In fact, it is so good that it is just one of 13 to have been given the top excellent rating by the regulator for two years running.


In many ways, the trust is symbolic of everything the government has sought to achieve with its reform of the NHS.

While Scotland and Wales may have hogged the headlines for decisions to scrap prescription fees and parking charges, ministers in England have preferred to concentrate more on close monitoring of performance and giving patients fast access to treatment.

So while the Newcastle trust is undoubtedly one of the best performers, it is not unique. Most of the 23 trusts across the north east of England have a good record - as the Nuffield Trust study confirmed.

The health service in England has more targets than elsewhere in the UK
Funding is also directly linked to performance under a series of public service agreements the NHS has with the Treasury
NHS trusts are also paid per patient they treat, unlike the rest of the UK which is given guaranteed lump sums

Indeed, the region has been used by the researchers to highlight the relatively poor performance of Scotland in terms of getting value for money.

The two areas have similar levels of deprivation and health need, but Scotland gets more funding and employs more health staff.

Despite this, the north east sees a fifth more outpatients, carries out 40% more day cases and admits 50% more people as inpatients for things such as hip and knee replacements.

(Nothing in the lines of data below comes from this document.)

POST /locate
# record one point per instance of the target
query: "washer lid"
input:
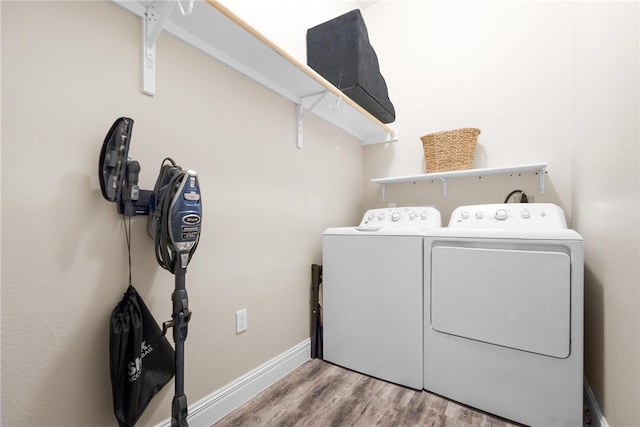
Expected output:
(519, 299)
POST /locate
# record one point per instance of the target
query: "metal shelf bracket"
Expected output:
(541, 173)
(154, 18)
(301, 113)
(444, 186)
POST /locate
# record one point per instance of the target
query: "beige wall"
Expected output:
(69, 69)
(503, 67)
(606, 190)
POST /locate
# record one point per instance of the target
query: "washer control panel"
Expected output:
(416, 217)
(509, 215)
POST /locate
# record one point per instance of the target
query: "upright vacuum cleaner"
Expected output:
(174, 223)
(175, 215)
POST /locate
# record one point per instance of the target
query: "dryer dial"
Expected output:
(501, 214)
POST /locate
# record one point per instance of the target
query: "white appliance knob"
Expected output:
(501, 214)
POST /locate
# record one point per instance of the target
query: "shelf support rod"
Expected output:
(541, 174)
(301, 114)
(153, 20)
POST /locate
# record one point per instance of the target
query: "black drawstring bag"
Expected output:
(142, 360)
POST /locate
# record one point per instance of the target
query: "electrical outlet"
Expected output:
(241, 321)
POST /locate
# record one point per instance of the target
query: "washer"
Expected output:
(504, 313)
(372, 294)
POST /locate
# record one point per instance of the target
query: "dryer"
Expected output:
(504, 313)
(372, 293)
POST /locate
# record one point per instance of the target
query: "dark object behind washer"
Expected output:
(340, 51)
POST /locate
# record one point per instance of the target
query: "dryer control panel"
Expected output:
(415, 217)
(509, 216)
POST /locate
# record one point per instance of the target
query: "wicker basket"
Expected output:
(449, 150)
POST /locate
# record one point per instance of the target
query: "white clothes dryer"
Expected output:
(372, 293)
(504, 313)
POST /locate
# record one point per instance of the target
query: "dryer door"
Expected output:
(513, 298)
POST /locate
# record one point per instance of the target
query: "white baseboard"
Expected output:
(222, 402)
(591, 405)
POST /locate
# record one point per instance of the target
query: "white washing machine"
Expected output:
(504, 313)
(372, 293)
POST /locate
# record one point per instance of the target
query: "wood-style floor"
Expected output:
(319, 393)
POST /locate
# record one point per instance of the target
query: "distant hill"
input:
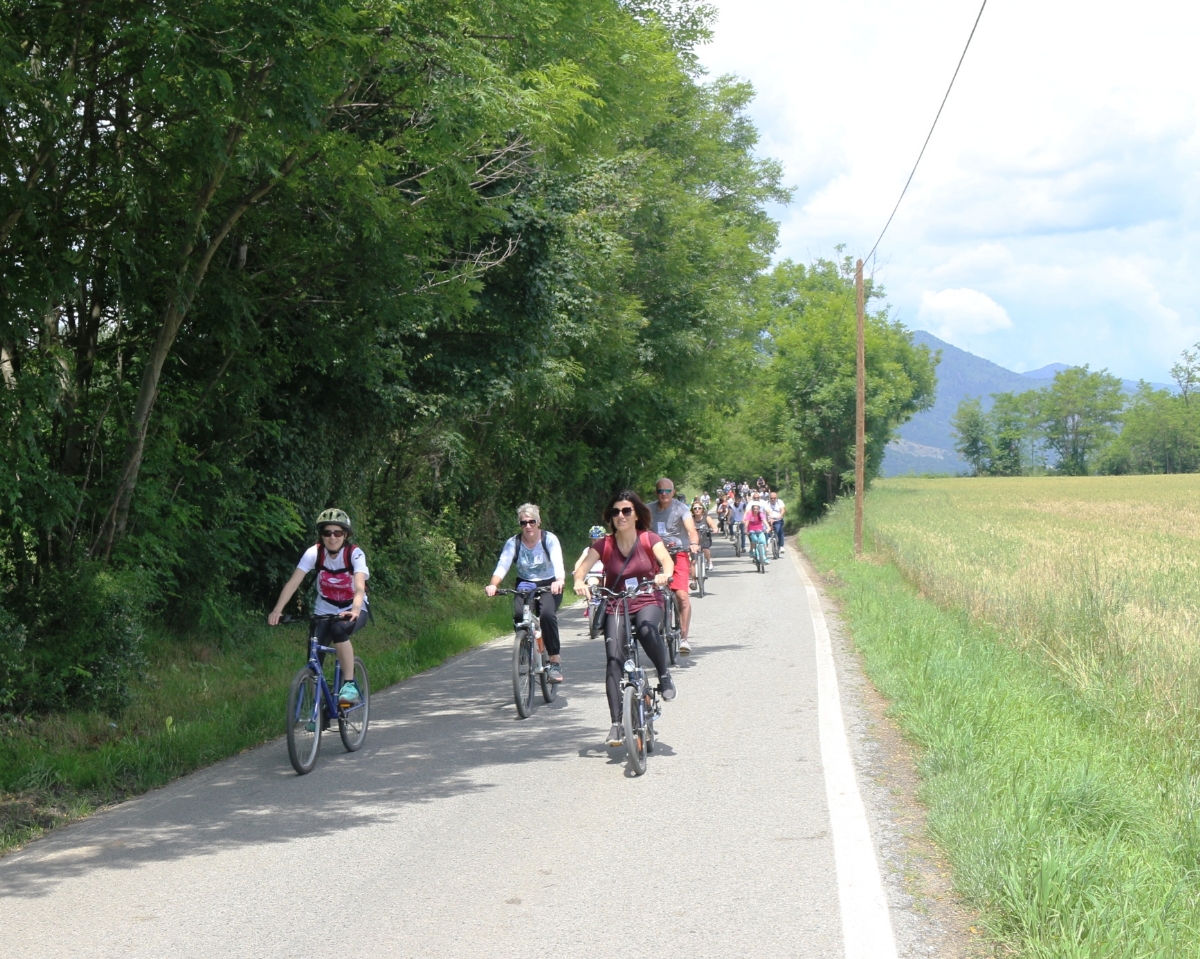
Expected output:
(925, 443)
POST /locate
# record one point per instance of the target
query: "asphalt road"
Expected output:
(462, 831)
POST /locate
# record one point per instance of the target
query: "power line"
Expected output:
(930, 132)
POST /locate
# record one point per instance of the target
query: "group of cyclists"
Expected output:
(636, 545)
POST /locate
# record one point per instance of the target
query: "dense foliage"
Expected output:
(1084, 423)
(793, 408)
(423, 261)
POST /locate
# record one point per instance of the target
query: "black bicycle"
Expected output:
(311, 703)
(529, 657)
(640, 701)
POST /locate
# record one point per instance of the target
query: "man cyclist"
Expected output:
(672, 521)
(539, 558)
(342, 577)
(775, 511)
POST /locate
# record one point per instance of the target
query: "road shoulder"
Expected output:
(928, 917)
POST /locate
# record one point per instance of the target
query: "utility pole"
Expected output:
(859, 417)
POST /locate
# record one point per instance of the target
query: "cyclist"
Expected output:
(705, 528)
(737, 520)
(633, 553)
(342, 577)
(756, 526)
(672, 521)
(593, 576)
(539, 558)
(775, 513)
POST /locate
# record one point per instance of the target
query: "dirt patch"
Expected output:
(928, 916)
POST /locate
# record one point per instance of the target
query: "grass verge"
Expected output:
(202, 701)
(1073, 828)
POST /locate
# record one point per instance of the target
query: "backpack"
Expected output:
(336, 587)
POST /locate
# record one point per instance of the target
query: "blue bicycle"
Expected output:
(311, 703)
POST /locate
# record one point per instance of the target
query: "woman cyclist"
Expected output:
(757, 527)
(539, 558)
(705, 528)
(630, 555)
(342, 577)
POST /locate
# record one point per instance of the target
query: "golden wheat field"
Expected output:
(1098, 574)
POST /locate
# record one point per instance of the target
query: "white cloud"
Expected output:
(958, 315)
(1063, 177)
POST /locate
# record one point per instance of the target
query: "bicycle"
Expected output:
(529, 657)
(311, 702)
(640, 702)
(759, 552)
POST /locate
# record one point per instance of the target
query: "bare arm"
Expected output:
(666, 562)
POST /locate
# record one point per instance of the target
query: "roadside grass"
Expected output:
(202, 701)
(1069, 813)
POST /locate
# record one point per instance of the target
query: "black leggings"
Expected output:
(647, 627)
(547, 612)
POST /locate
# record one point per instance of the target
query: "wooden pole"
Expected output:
(859, 417)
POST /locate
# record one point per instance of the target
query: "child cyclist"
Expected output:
(341, 591)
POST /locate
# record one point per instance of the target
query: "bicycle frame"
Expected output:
(315, 652)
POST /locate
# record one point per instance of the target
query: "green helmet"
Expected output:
(337, 517)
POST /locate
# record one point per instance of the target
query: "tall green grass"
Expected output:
(202, 701)
(1072, 826)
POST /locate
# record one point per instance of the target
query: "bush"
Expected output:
(12, 657)
(85, 643)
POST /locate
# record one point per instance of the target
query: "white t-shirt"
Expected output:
(334, 563)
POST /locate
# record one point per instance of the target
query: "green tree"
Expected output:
(1080, 412)
(973, 436)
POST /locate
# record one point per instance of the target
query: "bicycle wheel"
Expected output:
(549, 689)
(635, 739)
(522, 675)
(352, 723)
(304, 721)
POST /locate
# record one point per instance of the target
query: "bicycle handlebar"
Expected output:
(535, 592)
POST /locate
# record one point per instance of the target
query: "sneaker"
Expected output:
(348, 695)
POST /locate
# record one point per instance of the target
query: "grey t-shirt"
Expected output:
(669, 522)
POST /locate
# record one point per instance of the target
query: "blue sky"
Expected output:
(1055, 214)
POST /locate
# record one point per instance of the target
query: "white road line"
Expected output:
(865, 923)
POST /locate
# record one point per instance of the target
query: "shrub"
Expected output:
(85, 643)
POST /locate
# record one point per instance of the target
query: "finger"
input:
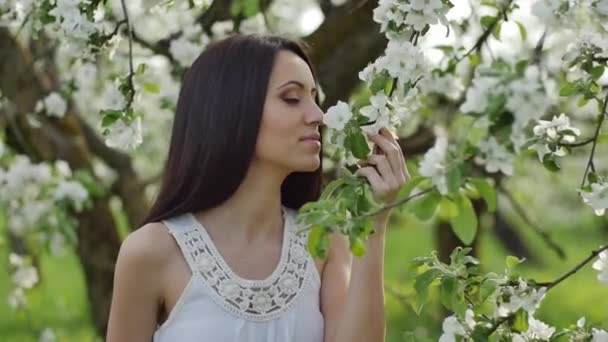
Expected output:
(384, 169)
(374, 179)
(393, 153)
(391, 137)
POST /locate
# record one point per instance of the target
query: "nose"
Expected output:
(314, 115)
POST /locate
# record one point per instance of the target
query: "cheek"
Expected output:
(275, 136)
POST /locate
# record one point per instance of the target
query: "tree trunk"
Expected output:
(61, 139)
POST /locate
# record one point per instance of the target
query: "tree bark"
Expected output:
(98, 242)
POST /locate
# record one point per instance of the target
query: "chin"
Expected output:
(307, 166)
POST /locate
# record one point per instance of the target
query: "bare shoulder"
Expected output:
(147, 248)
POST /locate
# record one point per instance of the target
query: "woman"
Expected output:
(218, 258)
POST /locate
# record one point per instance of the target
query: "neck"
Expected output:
(258, 204)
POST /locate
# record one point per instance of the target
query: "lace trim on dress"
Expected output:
(254, 300)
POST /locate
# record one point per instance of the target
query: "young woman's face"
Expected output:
(289, 132)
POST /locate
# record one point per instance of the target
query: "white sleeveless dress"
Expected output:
(219, 306)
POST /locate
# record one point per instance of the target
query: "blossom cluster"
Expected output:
(552, 135)
(33, 192)
(402, 15)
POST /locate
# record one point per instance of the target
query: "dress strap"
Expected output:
(187, 236)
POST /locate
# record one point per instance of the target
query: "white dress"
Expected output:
(219, 306)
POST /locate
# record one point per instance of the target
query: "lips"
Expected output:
(313, 136)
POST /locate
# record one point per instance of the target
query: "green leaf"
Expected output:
(152, 88)
(379, 83)
(447, 209)
(407, 189)
(522, 31)
(487, 192)
(109, 117)
(424, 208)
(496, 30)
(597, 72)
(357, 144)
(592, 178)
(465, 224)
(388, 88)
(521, 66)
(454, 178)
(357, 247)
(602, 138)
(474, 59)
(448, 292)
(568, 89)
(512, 261)
(141, 69)
(550, 164)
(422, 283)
(487, 289)
(445, 48)
(236, 7)
(318, 242)
(520, 322)
(250, 8)
(488, 20)
(332, 186)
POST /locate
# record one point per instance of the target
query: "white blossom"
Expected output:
(495, 157)
(551, 12)
(377, 111)
(123, 135)
(554, 132)
(337, 116)
(537, 331)
(451, 328)
(526, 98)
(189, 45)
(433, 165)
(413, 13)
(521, 297)
(601, 6)
(581, 322)
(402, 60)
(597, 198)
(16, 299)
(70, 21)
(599, 335)
(601, 265)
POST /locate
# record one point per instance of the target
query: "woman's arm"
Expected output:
(137, 292)
(352, 292)
(352, 296)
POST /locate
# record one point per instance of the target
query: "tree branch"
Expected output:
(600, 121)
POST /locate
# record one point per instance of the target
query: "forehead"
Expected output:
(289, 66)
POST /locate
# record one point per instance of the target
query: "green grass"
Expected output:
(60, 301)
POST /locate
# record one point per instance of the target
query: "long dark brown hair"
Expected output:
(216, 126)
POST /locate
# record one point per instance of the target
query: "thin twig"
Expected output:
(376, 212)
(524, 215)
(131, 69)
(554, 283)
(486, 34)
(592, 256)
(579, 144)
(597, 133)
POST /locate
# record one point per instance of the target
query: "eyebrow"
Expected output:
(298, 83)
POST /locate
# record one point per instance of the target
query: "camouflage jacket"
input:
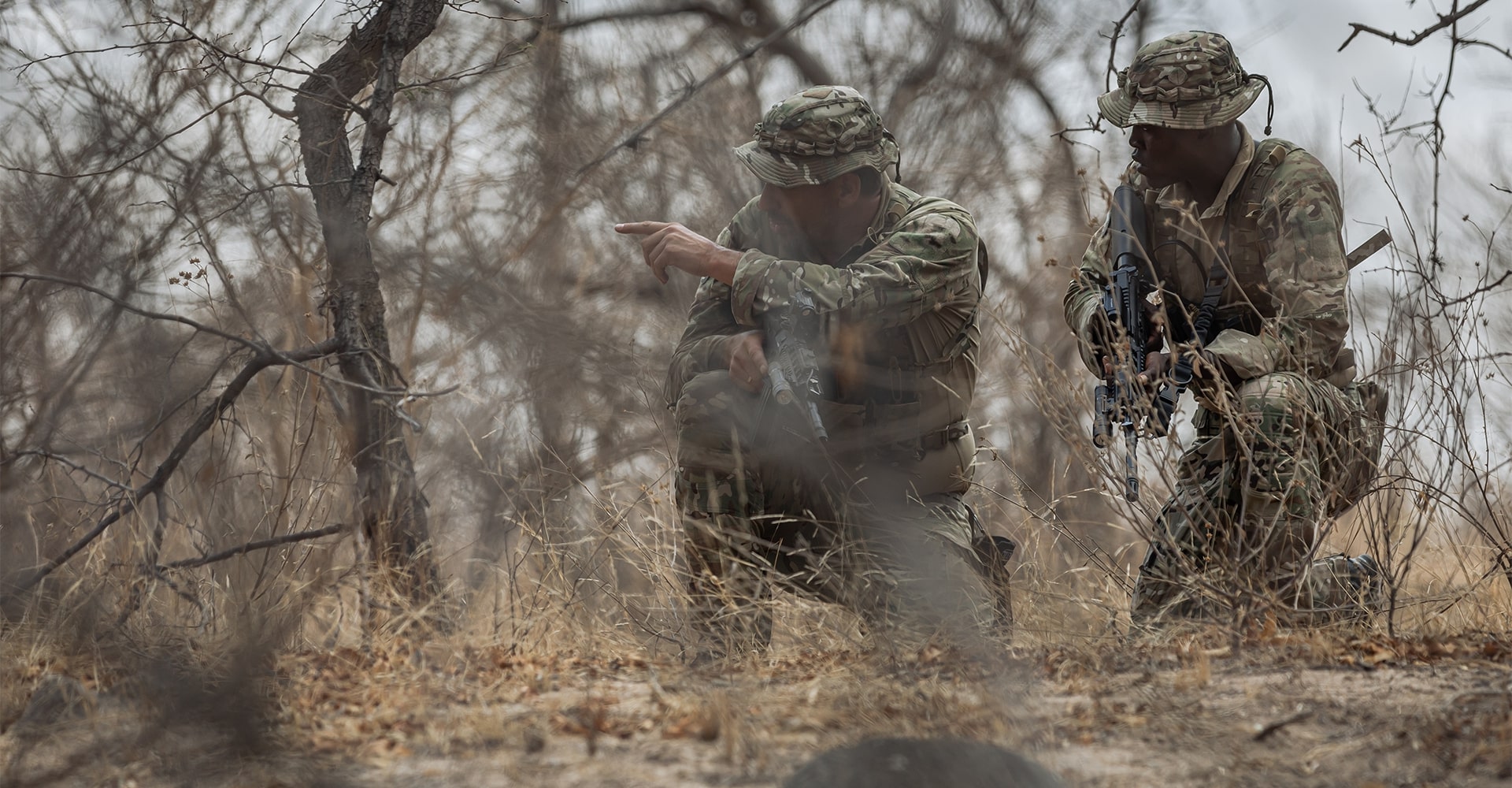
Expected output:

In a nutshell, it is more productive.

The findings make damning reading for ministers north of the border and some believe they can be used to justify the more target-driven and heavily regulated approach taken in England.

Nigel Edwards, director of policy at the NHS Confederation, which represents health mangers in England, Wales and Northern Ireland, says the report suggests "targets do have their place".

He believes there is a danger of "insularity" in the rest of the UK as the fewer people working in the service means less ideas being put forward to improve services.

Quality of care

Not everyone is convinced however.

British Medical Association chairman Dr Hamish Meldrum, who in the past has spoken glowingly of the approach taken in Scotland where doctors have much more involvement in decision-making than they do in England, says the report has ignored some important consequences of the English system.

He believes the drive for competition in England has "demoralised staff" and as a result not necessarily been in the best interest of patients.

And this, for the public, is what matters most. While ministers may worry about the balance sheets and productivity rates, patients tend to be more concerned about quality of care.

Unfortunately, there is no firm evidence either way as to who is getting the best deal. The Nuffield Trust only looked at satisfaction rates - and there were no marked differences for in any part of the UK.

A report last year by the Health Foundation carried out a more in-depth analysis. It analysed six measures of care, but again could not say any system was worse or better than another.

So what can be concluded from the Nuffield report? The researchers believe it should act as a warning to the health service and policy-makers.

At a time when the NHS is likely to face a squeeze on its funding in the future, it is becoming increasingly important to get more and more from every pound spent.

But as the research group clearly spelt out, the opposite is happening - even in England.